С тех пор я проводил все время на этой площадке, куда приходил, ища в тени защиты от слишком яркого света. Дети играли в пыли около меня, а мать, окруженная роем мух, лежала на земле и наблюдала за ними полузакрытыми глазами. Вечером, когда жара спадала, она, зевая, потягивалась и уходила, скользя по отвесным скалам и цепляясь пальцами за растения и выступы. В этот короткий час все склоны гор оживлялись их обитателями. На самых незначительных уступах, усеянных углублениями и пещерами, ютились целые поселения, о существовании которых нельзя было даже подозревать.
Пока самцы оплакивали на горах агонию солнца, деловитые самки направлялись гуськом вдоль площадок и каменных зубцов к ручьям и водоемам, с шумом, напоминавшим жужжанье пчел. Они возвращались молча, стараясь не накренять наполненных сосудов, из которых сочилась вода.
По всему сказанному можно судить, что жизнь моя протекала среди мелких происшествий и была лишена крупных событий. Перемещение подвижных теней, насекомое на стене, маленькое разорванное облако на горизонте, плывшее по воле ветра — вот все, что заполняло мою жизнь.
Сколько очаровательных часов пережил я на этой площадке, изучая птиц! Наиболее частым гостем был воробей блеклого оперения, порхавший, как живой цветок. Он взбирался по склонам скал маленькими прыжками, сопровождая их взмахами крыльев; выпрямившись и дерзко закинув голову, он прыгал по камням, распустив веером свой хвост, или перелетал со скалы на скалу, как большая бабочка из серого бархата. Другая гостья была постольку же похожа на мышь, поскольку и на птицу. Она семенила мелкими шажками, проскальзывала в кусты и ее нежный голосок, дрожа, звенел, как колокольчик.
И еще многое другое давало пищу моему любопытству. Возраставшая приязнь с каждым днем сближала меня со странными существами, окружавшими меня. Понемногу я уловил несколько слов их языка, я даже знал их имена.
Женщину звали Сао. Имя главы клана было Мур, имя кривого — Нау; третьего же звали Фои.

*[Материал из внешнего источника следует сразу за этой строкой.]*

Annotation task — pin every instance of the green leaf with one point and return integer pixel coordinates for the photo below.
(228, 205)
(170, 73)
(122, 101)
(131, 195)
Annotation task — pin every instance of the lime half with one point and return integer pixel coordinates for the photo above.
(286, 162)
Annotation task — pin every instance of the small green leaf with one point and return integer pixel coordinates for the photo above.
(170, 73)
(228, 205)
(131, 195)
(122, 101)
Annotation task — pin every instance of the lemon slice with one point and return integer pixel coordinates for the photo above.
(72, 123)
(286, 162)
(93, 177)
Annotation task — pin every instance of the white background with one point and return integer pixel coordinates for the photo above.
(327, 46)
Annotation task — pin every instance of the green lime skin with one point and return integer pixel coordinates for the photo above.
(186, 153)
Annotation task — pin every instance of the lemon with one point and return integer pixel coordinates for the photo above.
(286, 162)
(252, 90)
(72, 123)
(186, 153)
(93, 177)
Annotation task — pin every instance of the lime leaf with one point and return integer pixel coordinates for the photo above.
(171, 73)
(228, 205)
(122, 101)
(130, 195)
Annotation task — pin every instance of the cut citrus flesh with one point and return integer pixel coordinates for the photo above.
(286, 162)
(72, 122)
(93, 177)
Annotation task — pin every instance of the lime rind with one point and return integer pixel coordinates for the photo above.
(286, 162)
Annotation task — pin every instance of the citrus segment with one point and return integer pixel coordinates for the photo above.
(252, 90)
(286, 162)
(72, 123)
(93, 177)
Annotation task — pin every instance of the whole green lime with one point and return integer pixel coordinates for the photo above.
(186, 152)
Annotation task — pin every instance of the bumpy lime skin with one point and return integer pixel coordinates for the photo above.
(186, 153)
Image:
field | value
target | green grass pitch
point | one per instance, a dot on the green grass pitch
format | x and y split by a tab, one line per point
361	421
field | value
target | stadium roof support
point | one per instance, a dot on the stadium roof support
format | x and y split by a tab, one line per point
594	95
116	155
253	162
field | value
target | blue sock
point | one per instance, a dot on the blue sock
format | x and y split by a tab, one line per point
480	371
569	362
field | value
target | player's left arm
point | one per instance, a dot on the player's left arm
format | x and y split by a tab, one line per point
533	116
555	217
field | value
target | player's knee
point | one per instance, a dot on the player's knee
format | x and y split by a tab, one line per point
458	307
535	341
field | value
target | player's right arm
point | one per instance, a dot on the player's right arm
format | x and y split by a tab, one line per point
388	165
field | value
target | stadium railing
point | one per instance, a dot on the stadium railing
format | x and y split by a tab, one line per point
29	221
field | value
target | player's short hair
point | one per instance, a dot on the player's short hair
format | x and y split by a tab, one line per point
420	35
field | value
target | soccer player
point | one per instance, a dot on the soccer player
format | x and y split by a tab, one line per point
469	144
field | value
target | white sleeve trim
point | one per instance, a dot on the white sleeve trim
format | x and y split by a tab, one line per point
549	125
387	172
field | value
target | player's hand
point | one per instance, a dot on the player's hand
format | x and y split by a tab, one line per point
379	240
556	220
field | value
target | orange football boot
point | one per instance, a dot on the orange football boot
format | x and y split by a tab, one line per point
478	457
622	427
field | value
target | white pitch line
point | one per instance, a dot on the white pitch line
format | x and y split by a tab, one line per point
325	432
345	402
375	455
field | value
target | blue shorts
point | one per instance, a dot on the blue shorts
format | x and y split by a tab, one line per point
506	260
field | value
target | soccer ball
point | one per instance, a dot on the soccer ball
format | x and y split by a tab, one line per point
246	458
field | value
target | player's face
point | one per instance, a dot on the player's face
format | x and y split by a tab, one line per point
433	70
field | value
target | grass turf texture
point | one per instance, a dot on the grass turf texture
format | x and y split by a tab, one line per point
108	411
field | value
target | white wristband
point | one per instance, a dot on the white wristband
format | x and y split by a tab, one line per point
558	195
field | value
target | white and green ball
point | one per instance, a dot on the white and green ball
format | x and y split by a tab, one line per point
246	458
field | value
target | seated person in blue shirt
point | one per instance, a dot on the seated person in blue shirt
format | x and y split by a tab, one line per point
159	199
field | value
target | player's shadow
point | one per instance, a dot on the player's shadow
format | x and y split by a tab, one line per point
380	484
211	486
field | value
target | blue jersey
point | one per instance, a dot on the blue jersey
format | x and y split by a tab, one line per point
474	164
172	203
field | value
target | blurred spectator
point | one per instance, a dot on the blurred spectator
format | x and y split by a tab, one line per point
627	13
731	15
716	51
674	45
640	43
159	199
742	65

Последний чаще других сидел дома. Мур и Нау почти никогда не возвращались раньше наступления ночи, отягченные дичью и медом. Фои, наоборот, отлучался очень редко и всегда по каким-то таинственным делам. Большую часть времени он проводил в одиночестве на площадке и занимался там всякими замысловатыми работами. Он изготовлял на весь клан оружие, сосуды и домашнюю утварь всякого рода. Его опытные пальцы придавали ту или иную форму кости, кремню, слоновой кости; из обломка обсидиана он умел изготовить нож; иногда он забавлялся тем, что вытачивал тяжелые дубины и украшал их рисунками, — ромбами и штрихами. Словом, Фои был ремесленником клана.
Меня сближало с ним сходство вкусов. Сидя рядом, мы молча наслаждались видом безграничной природы. Его взгляд, подобно моему, любил следить за игрой света и тени на горах. Я любовался его вдумчивыми глазами, полными живости и ума, в которых читалось напряжение темной души, пытающейся мыслить.
Сам того не зная, он был источником одной из самых больших радостей моей жизни.